Even Roger, who was not impressed by holidays, quickly got into the spirit of the event. “I’m gonna put the ghosts up into the tree in the front where the little kids come up and they'll get scared. I’m going to play sound effects out the window. We'll rustle around in the bushes, shake rattles and things... People will get scared instead of getting candy. Won’t they be scared? Really scared!"
Excitement buzzed throughout the town of Ball Park. All of the kids were practicing saying "Boo!” or “Trick or treat!" Ghostly laughs were being readied to frighten the little kids.
Halloween day came and it seemed like the sun refused to set. It hung there like a birthday balloon resting on the ceiling. It was in no hurry to pass on for the greatest evening of the year. It took it's own good time and drove the costumed children crazy while they waited. Dusk finally came and then darkness... The screaming hordes of children poured out into the street to collect their loot.

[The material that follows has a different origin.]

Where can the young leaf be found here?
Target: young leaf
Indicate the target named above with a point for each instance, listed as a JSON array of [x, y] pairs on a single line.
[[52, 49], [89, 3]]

Down the road and out of the evening a big yellow school bus bounced up the street. It was Bus #47! Worst of all--it had a scary witch at the wheel! Was it Mz. Hackensack or not? You couldn’t say for sure. It was a short person with a tall, pointy witches hat and a gnarly, wooden broom alongside. She had a flowing black costume and a big fake nose. Long, skinny, sharp finger nails looked like they could punch a hole in a soft drink can. Above the roar of Bus #47's engine... they could hear someone screaming, "Isn't that funnn?!!"